IL-15 is known to be critical in the homeostasis of Ag-specific memory CD8(+) T cells following acute viral infection. However, little is known about the homeostatic requirements of memory CD8(+) T cells during a latent viral infection. We have used the murine gammaherpesvirus-68 (MHV-68) model system to investigate whether IL-15 is necessary for the maintenance of memory CD8(+) T cells during a latent viral infection. IL-15 is not essential either for the initial control of MHV-68 infection or for the maintenance of MHV-68-specific memory CD8(+) T cells. Even at 140 days postinfection, the proportion of CD8(+) T cells recognizing the MHV-68 epitopes were the same as in control mice. The maintenance of these memory CD8(+) T cells was attributable to their ability to turn over in vivo, probably in response to the presence of low levels of Ag. IL-15(-/-) mice had a significantly higher turnover rate within the virus-specific memory CD8(+) T cell population, which was the result of increased levels of viral gene expression rather than an increase in viral load. These cells did not accumulate in the spleens of the IL-15(-/-) mice due to an increased sensitivity to apoptosis as a result of decreased Bcl-2 levels. Intriguingly, memory CD8(+) T cells from latently infected mice failed to undergo homeostatic proliferation in a naive secondary host. These data highlight fundamental differences between memory CD8(+) T cells engaged in active immune surveillance of latent viral infections vs memory CD8(+) T cells found after acute viral infections.

Different functional capacities of latent and lytic antigen-specific CD8 T cells in murine gammaherpesvirus infection.

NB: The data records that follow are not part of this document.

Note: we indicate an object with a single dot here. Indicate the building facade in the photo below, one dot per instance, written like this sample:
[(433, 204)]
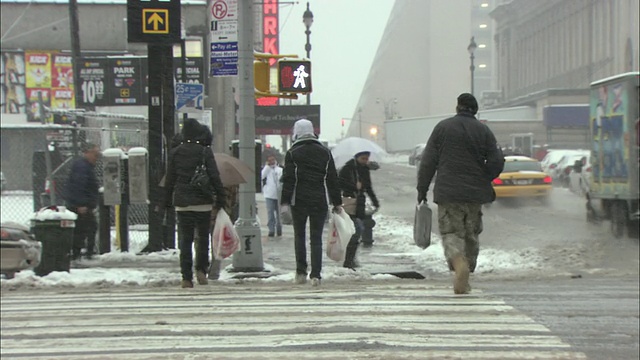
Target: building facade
[(562, 44)]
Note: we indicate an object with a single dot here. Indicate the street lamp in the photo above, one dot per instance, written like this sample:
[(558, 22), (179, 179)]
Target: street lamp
[(471, 48), (307, 19)]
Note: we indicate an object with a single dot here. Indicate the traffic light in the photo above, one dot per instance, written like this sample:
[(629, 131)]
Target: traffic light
[(294, 76)]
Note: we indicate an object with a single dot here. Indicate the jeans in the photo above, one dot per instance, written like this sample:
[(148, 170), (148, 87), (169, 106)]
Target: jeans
[(86, 229), (352, 246), (316, 225), (273, 213), (188, 223)]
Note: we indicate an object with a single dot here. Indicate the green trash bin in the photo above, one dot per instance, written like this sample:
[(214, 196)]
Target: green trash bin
[(53, 227)]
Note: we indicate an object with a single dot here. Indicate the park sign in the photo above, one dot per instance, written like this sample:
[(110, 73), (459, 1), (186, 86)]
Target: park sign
[(154, 21)]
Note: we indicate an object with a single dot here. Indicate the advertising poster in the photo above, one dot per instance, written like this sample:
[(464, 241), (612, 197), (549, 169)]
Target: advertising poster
[(38, 69), (33, 112), (93, 83), (62, 99), (62, 71), (125, 87), (12, 83)]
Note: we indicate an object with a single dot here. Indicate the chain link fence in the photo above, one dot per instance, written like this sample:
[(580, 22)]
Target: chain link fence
[(36, 161)]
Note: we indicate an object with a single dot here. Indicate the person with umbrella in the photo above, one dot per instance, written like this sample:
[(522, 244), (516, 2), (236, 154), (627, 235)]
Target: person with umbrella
[(355, 183), (193, 203), (309, 174)]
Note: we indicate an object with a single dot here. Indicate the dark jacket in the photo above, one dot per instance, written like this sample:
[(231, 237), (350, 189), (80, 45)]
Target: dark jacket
[(466, 157), (182, 164), (309, 173), (82, 186), (350, 173)]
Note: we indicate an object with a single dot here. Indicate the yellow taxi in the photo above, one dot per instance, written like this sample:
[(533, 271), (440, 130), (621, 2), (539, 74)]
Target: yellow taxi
[(522, 177)]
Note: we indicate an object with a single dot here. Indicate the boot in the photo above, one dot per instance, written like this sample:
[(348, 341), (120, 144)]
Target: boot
[(461, 280)]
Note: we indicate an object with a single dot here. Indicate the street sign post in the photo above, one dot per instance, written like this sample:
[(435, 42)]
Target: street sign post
[(189, 97)]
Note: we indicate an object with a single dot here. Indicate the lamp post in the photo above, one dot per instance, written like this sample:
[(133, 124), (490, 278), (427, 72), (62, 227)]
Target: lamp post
[(472, 48), (307, 19)]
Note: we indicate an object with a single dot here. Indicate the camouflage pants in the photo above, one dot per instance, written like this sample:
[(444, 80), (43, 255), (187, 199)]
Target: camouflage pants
[(460, 225)]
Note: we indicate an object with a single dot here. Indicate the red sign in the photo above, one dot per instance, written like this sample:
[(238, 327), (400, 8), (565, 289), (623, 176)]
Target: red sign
[(270, 39)]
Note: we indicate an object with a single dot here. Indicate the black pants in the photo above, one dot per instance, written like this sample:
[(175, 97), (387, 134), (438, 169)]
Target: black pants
[(188, 223), (316, 225), (85, 230)]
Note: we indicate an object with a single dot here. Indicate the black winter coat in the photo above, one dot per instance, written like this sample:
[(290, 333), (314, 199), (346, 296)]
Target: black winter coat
[(182, 164), (464, 153), (350, 174), (82, 186), (309, 173)]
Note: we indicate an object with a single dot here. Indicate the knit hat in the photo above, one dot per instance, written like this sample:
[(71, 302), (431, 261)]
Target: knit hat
[(468, 103)]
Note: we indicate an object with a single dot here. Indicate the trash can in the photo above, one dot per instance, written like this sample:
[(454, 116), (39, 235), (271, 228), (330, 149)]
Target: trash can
[(53, 227)]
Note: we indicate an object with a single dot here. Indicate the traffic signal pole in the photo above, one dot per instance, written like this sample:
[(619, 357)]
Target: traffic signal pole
[(249, 258)]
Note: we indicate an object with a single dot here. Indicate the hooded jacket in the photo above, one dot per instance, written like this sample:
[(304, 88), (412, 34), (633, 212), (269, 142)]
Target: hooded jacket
[(309, 172), (182, 164), (350, 174), (464, 153)]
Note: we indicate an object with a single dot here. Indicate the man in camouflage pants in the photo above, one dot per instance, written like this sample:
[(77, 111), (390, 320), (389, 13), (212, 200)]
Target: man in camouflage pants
[(464, 154)]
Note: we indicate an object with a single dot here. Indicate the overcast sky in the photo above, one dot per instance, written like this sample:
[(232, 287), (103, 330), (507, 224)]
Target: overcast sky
[(344, 39)]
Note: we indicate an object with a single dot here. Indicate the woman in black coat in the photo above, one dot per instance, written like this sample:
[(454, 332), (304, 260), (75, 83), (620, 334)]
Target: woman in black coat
[(355, 182), (193, 204)]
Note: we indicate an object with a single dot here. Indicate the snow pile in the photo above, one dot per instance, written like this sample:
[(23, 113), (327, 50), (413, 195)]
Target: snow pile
[(398, 234)]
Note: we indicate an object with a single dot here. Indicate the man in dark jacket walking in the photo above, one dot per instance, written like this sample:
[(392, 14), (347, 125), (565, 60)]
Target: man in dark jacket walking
[(466, 157), (193, 204), (309, 173), (82, 198), (355, 182)]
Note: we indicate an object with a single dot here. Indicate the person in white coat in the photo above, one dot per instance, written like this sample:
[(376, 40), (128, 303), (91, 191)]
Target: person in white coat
[(271, 174)]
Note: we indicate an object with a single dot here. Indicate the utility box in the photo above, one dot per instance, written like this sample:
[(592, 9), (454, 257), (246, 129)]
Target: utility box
[(112, 176), (138, 175)]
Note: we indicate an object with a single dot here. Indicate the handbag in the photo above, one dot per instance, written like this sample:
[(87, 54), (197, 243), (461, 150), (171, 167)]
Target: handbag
[(200, 178), (349, 204)]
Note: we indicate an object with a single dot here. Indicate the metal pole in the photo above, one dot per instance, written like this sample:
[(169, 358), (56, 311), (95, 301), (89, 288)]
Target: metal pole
[(472, 68), (75, 43), (249, 258)]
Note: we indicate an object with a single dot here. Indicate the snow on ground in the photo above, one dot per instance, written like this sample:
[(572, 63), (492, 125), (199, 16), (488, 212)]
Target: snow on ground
[(399, 235)]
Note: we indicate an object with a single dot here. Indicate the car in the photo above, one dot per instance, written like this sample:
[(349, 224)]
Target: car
[(565, 165), (416, 153), (522, 177), (580, 176)]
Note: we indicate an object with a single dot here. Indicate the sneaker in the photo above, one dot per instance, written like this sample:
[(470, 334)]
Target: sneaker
[(300, 279), (201, 277)]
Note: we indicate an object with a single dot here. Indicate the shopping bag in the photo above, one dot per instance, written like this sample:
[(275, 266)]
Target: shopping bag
[(341, 229), (422, 225), (225, 240)]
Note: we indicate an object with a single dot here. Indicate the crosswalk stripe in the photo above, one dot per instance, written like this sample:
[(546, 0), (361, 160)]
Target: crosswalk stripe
[(272, 322)]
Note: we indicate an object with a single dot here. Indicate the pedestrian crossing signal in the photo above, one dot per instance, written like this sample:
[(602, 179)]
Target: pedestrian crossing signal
[(294, 76)]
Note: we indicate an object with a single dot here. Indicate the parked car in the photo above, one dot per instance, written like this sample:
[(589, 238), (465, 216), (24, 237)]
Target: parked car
[(416, 153), (580, 175), (565, 165), (19, 249), (522, 177)]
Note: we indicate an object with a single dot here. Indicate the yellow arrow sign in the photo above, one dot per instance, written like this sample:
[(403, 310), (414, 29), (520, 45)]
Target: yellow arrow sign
[(155, 21)]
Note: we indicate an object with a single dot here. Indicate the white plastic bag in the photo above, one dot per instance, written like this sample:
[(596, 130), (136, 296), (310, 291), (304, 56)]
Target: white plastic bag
[(422, 225), (341, 229), (225, 240)]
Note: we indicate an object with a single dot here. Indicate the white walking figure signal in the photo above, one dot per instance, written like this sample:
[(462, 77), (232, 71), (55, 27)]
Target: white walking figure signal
[(300, 74)]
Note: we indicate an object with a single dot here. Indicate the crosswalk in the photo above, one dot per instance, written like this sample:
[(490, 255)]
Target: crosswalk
[(272, 320)]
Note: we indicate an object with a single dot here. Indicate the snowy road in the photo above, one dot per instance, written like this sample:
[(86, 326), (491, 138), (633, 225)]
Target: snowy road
[(367, 320)]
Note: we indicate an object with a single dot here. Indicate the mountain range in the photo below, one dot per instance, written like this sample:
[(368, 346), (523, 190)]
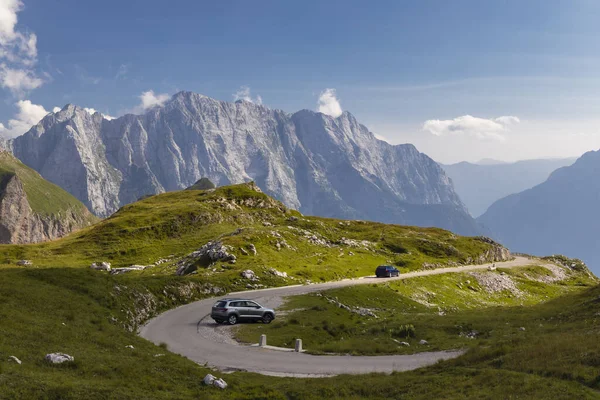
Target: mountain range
[(559, 215), (481, 184), (312, 162)]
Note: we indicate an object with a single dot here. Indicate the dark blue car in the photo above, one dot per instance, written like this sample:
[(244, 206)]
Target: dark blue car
[(386, 271)]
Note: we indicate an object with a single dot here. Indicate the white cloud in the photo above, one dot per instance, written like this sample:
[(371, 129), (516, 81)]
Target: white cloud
[(18, 51), (244, 94), (508, 120), (122, 71), (148, 100), (468, 125), (29, 114), (329, 104), (93, 111), (18, 81)]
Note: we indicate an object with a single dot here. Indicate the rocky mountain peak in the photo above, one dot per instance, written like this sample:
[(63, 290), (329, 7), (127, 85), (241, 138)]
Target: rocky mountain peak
[(308, 160)]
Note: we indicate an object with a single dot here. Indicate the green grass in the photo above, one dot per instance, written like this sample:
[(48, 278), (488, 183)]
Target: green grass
[(441, 309), (45, 198), (60, 305), (558, 360), (178, 223)]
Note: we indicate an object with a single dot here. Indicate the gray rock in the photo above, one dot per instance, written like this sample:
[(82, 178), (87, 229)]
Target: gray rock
[(249, 274), (15, 359), (59, 358), (252, 249), (209, 379), (220, 383), (117, 271), (209, 253), (278, 273), (101, 266)]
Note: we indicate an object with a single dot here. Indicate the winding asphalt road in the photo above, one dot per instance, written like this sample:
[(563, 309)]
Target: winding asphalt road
[(180, 329)]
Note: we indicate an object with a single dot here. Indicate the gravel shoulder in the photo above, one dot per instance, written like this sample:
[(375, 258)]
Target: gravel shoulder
[(189, 331)]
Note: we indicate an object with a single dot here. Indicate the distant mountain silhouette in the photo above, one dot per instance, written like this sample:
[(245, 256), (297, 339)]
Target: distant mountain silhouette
[(561, 215)]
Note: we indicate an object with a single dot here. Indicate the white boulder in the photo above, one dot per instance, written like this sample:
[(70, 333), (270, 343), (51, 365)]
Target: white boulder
[(103, 266), (220, 383), (249, 274), (209, 379), (59, 358), (278, 273), (15, 359)]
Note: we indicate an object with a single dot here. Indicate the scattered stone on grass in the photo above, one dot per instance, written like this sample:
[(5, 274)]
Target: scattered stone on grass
[(220, 383), (101, 266), (249, 274), (59, 358), (15, 359), (209, 253), (117, 271), (252, 249)]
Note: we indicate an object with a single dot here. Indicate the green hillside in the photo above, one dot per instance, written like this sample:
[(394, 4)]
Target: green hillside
[(60, 305), (166, 227), (45, 198)]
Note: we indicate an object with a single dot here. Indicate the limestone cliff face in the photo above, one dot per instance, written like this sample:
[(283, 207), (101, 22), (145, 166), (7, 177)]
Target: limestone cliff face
[(19, 224), (320, 165)]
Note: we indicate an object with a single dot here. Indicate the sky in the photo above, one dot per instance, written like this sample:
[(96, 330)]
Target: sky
[(461, 80)]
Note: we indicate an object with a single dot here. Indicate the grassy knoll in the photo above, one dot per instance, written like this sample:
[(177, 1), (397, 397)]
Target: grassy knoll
[(442, 309), (77, 312), (45, 198), (60, 305), (172, 225)]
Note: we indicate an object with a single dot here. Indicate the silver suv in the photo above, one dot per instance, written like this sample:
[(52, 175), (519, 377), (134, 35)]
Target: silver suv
[(234, 310)]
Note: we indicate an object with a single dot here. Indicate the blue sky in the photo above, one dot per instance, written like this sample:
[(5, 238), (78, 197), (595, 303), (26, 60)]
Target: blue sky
[(394, 64)]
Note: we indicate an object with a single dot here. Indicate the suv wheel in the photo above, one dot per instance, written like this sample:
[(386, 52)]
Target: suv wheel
[(267, 318)]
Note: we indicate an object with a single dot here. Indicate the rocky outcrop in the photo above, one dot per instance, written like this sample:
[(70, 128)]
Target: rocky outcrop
[(20, 224), (207, 254), (312, 162), (59, 358)]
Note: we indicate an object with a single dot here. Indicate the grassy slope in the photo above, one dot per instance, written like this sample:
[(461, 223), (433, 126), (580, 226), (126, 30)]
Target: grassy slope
[(558, 359), (95, 307), (45, 198), (439, 308), (180, 222)]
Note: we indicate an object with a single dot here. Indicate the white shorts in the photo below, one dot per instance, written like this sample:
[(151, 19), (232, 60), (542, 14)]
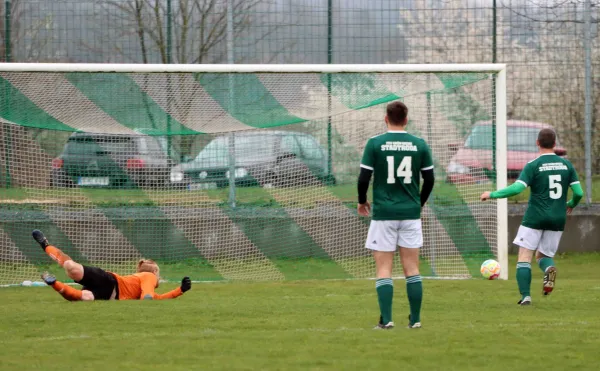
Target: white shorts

Gammaherpesviruses can persist in the host in the face of an aggressive immune response. T cells recognize Ags expressed in both the productive and latent phases of the virus life cycle, however little is known about their relative roles in the long-term control of the infection. In this study we used the murine gammaherpesvirus 68 model system to investigate the relative properties of CD8 T cells recognizing lytic and latent viral Ags. We report that the CD8 T cell response to lytic phase epitopes is maximal in the lungs of infected mice at approximately 10 days postinfection, and is of progressively lesser magnitude in the mediastinal lymph nodes and spleen. In contrast, the CD8 T cell response to the latent M2 protein is maximal at approximately 19 days postinfection and is most prominent in the spleen, then progressively less in the mediastinal lymph node and the lung. Latent and lytic Ag-specific CD8 T cells had markedly different cell surface phenotypes during chronic infection, with latent Ag-specific cells being predominantly CD62L(high) or CD43 (1B11)(high). Lytic Ag-specific T cells had significantly lower expression of these markers. Importantly, latent but not lytic Ag-specific T cells could kill target cells rapidly in vivo during the chronic infection. These two different sets of CD8 T cells also responded differentially to IL-7, a cytokine involved in T cell homeostasis and the maintenance of T cell memory. These data have important implications for our understanding of immunological control during chronic gammaherpesvirus infections.